Toch voelt de stad veel leuker aan dan Bangkok. Tuurlijk, een doorsnee autist is na vijf minuten compleet door het dolle heen en weet niet meer waar hij het zoeken moet vanwege alle prikkels, maar de vele lichtjes, de levendige straatsfeer en de mengelmoes van honderden muziekstijlen die uit alle windrichtingen een onverstaanbaar orkest vormen, maken de stad wel enorm sfeervol. Bij ons hotel blijkt er wel even een kink in de kabel te komen: onze kamer is net gemetseld en de kamer ruikt ook als zodanig en omdat we ons al niet zo fit voelden, bedachten we dat er wel wat verstandigere opties waren dan in deze verkapte bouwvakkerswerkplaats te bivakkeren. Gelukkig erkende de manager de stank en had ze een ander hotel voor ons, dus al snel besloten we om met de grote rugzak achterop en de kleine voorop een kleine kilometer door de stad te banjeren om ons naar het door haar aangeboden alternatief (Cheering House) te begeven.
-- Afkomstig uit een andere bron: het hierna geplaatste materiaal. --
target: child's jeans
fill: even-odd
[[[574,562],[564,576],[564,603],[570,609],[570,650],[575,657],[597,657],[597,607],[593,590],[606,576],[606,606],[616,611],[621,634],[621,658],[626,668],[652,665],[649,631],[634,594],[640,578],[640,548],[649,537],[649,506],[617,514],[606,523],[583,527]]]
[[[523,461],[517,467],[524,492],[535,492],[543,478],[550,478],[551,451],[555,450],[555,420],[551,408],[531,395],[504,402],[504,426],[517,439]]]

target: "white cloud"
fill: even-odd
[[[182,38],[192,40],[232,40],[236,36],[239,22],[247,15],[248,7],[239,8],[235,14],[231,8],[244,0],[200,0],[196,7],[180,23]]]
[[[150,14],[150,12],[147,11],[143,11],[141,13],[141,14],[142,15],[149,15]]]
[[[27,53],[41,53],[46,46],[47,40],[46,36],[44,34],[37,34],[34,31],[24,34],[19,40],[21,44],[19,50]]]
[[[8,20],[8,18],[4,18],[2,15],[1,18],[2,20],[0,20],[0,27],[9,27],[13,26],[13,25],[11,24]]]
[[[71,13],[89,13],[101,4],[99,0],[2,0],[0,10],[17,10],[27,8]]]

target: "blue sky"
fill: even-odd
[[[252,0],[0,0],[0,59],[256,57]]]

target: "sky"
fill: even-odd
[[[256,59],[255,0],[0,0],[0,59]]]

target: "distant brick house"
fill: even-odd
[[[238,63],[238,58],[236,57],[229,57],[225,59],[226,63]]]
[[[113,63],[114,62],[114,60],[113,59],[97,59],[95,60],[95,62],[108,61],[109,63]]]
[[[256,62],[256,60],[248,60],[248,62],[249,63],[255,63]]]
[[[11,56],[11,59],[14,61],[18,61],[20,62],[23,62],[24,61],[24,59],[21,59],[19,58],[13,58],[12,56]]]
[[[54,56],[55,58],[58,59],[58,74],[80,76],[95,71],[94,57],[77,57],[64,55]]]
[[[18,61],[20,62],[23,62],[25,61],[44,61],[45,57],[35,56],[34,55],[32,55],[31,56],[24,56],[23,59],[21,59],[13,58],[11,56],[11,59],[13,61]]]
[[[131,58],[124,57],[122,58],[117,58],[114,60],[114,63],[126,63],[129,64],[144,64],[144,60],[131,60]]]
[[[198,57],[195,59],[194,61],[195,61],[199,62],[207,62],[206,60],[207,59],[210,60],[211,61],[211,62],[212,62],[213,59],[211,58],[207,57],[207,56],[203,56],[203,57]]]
Manon en Anandi hadden hetzelfde hotel met hetzelfde probleem en een uur later zaten ook zij in hetzelfde hostel als wij. Natuurlijk was het plan de komende dagen samen door te brengen en om 22.00 zaten we met z’n vieren bij Take Taco, de plaatselijke Mexicaan. Back to our roots: toen we elkaar voor het eerst ontmoet hadden in Koh Tao, spraken we elkaar ook voor het eerst bij een Mexicaan. De Mexicaanse keuken is misschien wel mijn favoriet en dat geldt ook voor Manon en Anandi en aangezien ze in Laos nog niet eens leken te weten dat Mexico een land was gezien het gebrek aan Mexicaanse restaurants, is het een verademing om er een in Vietnam te zien en maakte deze gemene deler het ook niet moeilijk om een restaurant voor de avond uit de kiezen. En wat vindt Geertje ervan? Die hobbelt gewoon lekker mee, maar vindt het ook net zo lekker.
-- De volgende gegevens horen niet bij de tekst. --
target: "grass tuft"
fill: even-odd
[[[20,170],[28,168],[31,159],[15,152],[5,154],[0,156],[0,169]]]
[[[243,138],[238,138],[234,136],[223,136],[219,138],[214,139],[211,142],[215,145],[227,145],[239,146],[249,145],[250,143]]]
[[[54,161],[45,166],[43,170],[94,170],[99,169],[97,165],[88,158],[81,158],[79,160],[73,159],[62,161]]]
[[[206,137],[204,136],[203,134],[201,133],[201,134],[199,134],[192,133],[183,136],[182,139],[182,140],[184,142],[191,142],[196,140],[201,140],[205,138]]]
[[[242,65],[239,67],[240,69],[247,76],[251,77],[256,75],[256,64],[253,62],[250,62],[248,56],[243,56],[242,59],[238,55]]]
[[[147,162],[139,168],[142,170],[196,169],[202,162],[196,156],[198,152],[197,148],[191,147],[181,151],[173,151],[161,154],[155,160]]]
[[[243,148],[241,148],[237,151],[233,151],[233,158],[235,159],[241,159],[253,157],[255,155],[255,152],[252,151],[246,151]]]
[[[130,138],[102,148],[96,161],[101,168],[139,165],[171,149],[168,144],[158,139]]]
Na een heerlijke burrito voor mij en een kipwrap voor Geertje besloten we naar de Beer street te gaan: de sociale hotspot van Hanoi. Ik hoef je niet uit te leggen wat je in de Beer street kan doen, maar wat hier gebeurt gaat alle fantasie te boven. Aanvankelijk lijkt de Beer street gewoon een heel erg drukke uitgaansstraat, maar wat er bijzonder aan deze straat is, is dat er na 12 uur eigenlijk niemand meer op de straat mag verkopen. Laat me het uitleggen. De straat staat vol terrasjes met van die typische, veel te kleine plastic stoeltjes, overal staan proppers die hun tent verkopen als de beste en uit alle deuren klinkt een gevarieerd aanbod van de meest psychedelische techno tot de meest catchy housemuziek. Terwijl we rustig genieten van een Saigonbiertje, begint Hanoi opeens in volle glorie ongegeneerd zijn werk te doen, in de vorm van een van ‘s werelds grootste schijnvertoningen. Alsof het luchtalarm op een ander moment dan de eerste maandag van de maand afgaat, schieten de medewerkers van alle alcoholverkopende etablissementen in de actiestand en worden alle stoelen opgestapeld, tafels schoongeveegd en bezoekers gesommeerd naar binnen te gaan. Van een discotheek aan de overkant gaan zelfs de rolluiken dicht alsof de tent al sinds de eeuwwissel failliet is. Bij ons is dat gelukkig niet het geval. Nadat de straat in zo’n twee minuten van potentiële coronabrandhaard omgetoverd is tot spookdorp, komt er een politieagent langs gewandeld, op de voet gevolgd door een politietuk-tuk in een oma-met-een-wandelstok-tempo. Totaal niet onder de indruk kijkt hij wat rond en weegt hij af of hij een tentje op zal rollen, maar iedereen weet al dat deze schijnvertoning geen enkele ondernemer de kop gaat kosten, want zodra de agent de straat uit is, maar nog gemakkelijk in zicht is, gaat al het plastic meubilair de straat weer op en zitten we onder aanvoering van megalomane technomuziek weer op onze stoeltjes en staan de louche straatverkopers ons weer schaamteloos vapes aan te bieden. Wat een bizarre vertoning en voor we rond half twee op bed lagen, werd de straat nog zeker twee keer schoongeveegd.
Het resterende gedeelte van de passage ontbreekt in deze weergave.